L’ensemble des deux livres est constitué de 26 chapitres d’environ 14 pages chacun. Howard Zinn, professeur à l’Université de Boston, disparu en 2010 était célèbre notamment en France pour son « Histoire populaire des Etats-Unis ».. Rebecca Stefoff a eu la charge d’adapter le livre de Zinn pour les adolescents. Reconnaissons que l’ouvrage peut s’adresser aussi aux adultes éventuellement. Le premier volume est consacré à 1492- 1898, tandis que le second s’étend de 1898 jusqu’à aujourd’hui.

Déboulonner les mythes

Dans son introduction, Howard Zinn précise que ce projet répond aux questions qu’on lui posait souvent. Rappelons qu’il entendait redonner leur voix aux oubliés de l’histoire officielle comme les femmes, les Indiens ou les Noirs. En quelques pages ciselées, l’auteur glisse ses profondes convictions :  » est-il juste de saper le prestige des héros traditionnels de notre nation ? …je ne crains pas de désillusionner les jeunes en soulignant les défauts de nos héros traditionnels.  » Certes, mais il met aussi en évidence d’autres personnages et donc d’autres héros potentiels. Howard Zinn choisit la fin du premier chapitre pour enfoncer le clou sur ses convictions :  » mais que fait-on des ouvriers, des fermiers, des personnes de couleur, des femmes, des enfants ? Eux aussi font l’Histoire.  »

Cinq siècles d’histoire revisités

Christophe Colomb est le premier personnage a être abordé par Howard Zinn. C’est peut être ici qu’on sera le moins étonné, tant la figure du célèbre génois a connu depuis plusieurs années des remises en cause. Plus que Christophe Colomb, c’est toute la période de colonisation qui est examinée. Haïti comptait 250 000 Indiens avant son arrivée, la moitié deux ans plus tard, et en 1550 il ne restait plus que 500 Indiens. Même sur des épisodes « glorieux », et d’ailleurs surtout sur eux, il propose une approche différente, comme pour le premier chemin de fer transcontinental et ce qu’il a coûté en vies humaines. Les réformes du travail début XXe siècle sont aussi envisagées, tout comme le New Deal. Cette période est, et l’on s’y attend, plutôt bien vue mais l’auteur insiste aussi sur sa brièveté.

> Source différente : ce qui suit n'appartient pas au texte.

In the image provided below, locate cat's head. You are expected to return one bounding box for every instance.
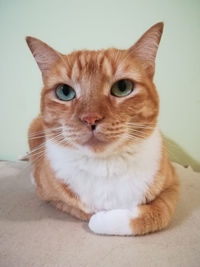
[26,22,163,155]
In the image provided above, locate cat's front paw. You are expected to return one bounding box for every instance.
[88,208,139,236]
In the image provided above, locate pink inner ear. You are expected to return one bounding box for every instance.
[26,36,62,78]
[128,22,164,78]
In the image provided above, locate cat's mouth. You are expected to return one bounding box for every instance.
[80,131,110,151]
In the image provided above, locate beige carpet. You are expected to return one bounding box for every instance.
[0,161,200,267]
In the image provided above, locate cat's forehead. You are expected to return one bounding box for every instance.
[46,48,142,89]
[65,48,124,81]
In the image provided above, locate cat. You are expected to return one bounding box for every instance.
[26,22,179,236]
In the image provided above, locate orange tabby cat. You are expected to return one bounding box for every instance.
[26,22,179,236]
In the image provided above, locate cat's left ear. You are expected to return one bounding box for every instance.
[129,22,164,79]
[26,36,63,80]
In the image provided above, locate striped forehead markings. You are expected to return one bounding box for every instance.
[68,51,116,80]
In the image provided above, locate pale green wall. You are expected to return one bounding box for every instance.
[0,0,200,170]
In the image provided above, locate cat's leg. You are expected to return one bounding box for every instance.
[50,200,92,221]
[89,183,179,236]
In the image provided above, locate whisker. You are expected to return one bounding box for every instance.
[127,125,155,130]
[129,130,150,138]
[29,126,63,135]
[30,134,68,165]
[126,136,143,145]
[126,122,154,125]
[126,122,156,128]
[30,152,45,165]
[57,137,72,147]
[28,126,64,137]
[28,133,64,156]
[28,132,61,140]
[29,132,75,163]
[126,133,143,142]
[127,127,154,133]
[30,149,45,160]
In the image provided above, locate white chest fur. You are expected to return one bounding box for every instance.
[46,129,162,213]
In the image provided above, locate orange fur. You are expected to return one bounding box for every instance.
[28,115,92,220]
[130,141,179,235]
[26,22,179,235]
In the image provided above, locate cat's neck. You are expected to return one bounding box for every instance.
[45,127,162,179]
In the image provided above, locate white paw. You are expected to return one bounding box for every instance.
[88,207,139,236]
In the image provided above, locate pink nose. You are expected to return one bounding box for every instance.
[80,114,103,129]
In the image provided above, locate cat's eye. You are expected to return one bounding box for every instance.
[55,84,76,101]
[111,79,134,97]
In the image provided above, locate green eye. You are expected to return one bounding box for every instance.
[55,84,76,101]
[111,79,134,97]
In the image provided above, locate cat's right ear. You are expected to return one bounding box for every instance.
[26,37,62,80]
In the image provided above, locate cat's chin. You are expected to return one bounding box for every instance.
[77,132,126,155]
[81,135,108,153]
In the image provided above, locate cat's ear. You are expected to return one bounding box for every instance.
[129,22,164,78]
[26,37,62,79]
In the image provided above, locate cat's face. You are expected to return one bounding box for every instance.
[27,22,163,155]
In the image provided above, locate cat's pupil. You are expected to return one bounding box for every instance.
[118,80,127,92]
[62,85,70,96]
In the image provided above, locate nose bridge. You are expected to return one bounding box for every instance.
[79,95,107,128]
[80,81,105,114]
[77,73,110,122]
[79,92,105,130]
[80,98,104,121]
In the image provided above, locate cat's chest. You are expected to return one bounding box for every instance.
[46,136,161,213]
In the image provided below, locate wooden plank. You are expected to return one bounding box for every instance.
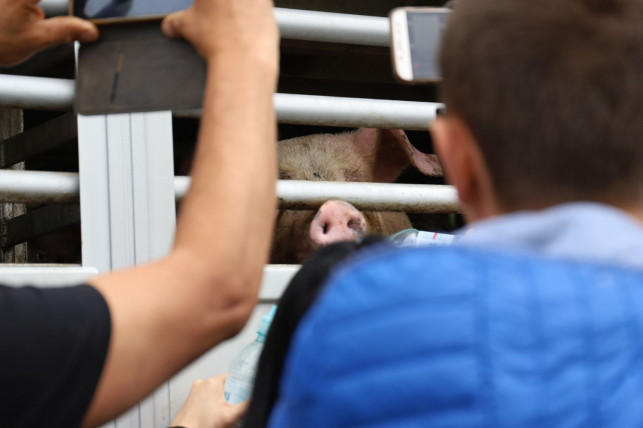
[0,108,27,263]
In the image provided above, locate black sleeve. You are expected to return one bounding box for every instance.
[0,284,111,428]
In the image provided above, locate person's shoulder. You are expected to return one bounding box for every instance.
[307,241,643,329]
[292,244,481,341]
[322,244,487,303]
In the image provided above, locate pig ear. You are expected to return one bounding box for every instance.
[353,128,443,182]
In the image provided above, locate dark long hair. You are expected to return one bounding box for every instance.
[243,236,385,427]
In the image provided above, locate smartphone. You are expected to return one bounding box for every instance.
[70,0,193,24]
[389,7,450,83]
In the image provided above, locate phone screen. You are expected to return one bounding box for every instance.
[73,0,193,21]
[406,11,449,80]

La question noire aux Etats-Unis

Parmi ses chevaux de bataille, il y a forcément la question de la place des Noirs dans la société américaine. Il aborde d’abord l’esclavage » en précisant qu’un tiers de tous les Africains transportés en Amérique moururent en chemin ». Voilà bien un thème qui occupe une grande place dans l’histoire américaine. Avec quelques références il dresse le tableau : dans le sud entre 1790 et 1860 on passe d’un millier de tonnes à un million de tonnes de coton grâce au travail forcé des esclaves ! Il parle d’une autre guerre civile : celle qui oppose les classes sociales. Il revient à plusieurs reprises sur cette question, ce qui permet de montrer des évolutions. Pourtant à le lire, on a parfois l’impression d’une histoire immobile. Il concède certes des évolutions législatives, mais malgré tout, en 1900, tous les Etats du sud avaient des lois qui empêchaient les Américains noirs de voter et de jouir de leurs droits de citoyens. Howard Zinn évoque dans le deuxième tome la révolte des noirs et les droits civiques avec les personnages attendus comme Rosa Parks ou Martin Luther King. Ces personnages là ne font pas l’objet de remise en cause, ce qui peut se comprendre en partie d’après le projet de l’auteur, même si on aurait aimé que sa sagacité critique s’exerce partout et tout le temps.

Des épisodes moins connus ou d’autres remis sur le devant de la scène

Si l’on n’est pas familier de l’histoire des Etats-Unis, des épisodes peuvent être des découvertes, y compris pour les adultes. Ainsi, la révolte de Bacon dans les années 1670 représente un soulèvement de colons pauvres contre deux groupes qu’ils considéraient comme leurs ennemis : les Indiens et les blancs privilégiés. Howard Zinn revient aussi sur la personnalité d’Andrew Jackson qui devint au début du XIXe siècle président après avoir été chasseur d’Indiens. Les deux ouvrages se distinguent en tout cas clairement par une plus grande attention portée à d’autres groupes que ceux traditionnellement envisagés avec par exemple la question des femmes dans les années 1960-1970 ou encore celle des minorités.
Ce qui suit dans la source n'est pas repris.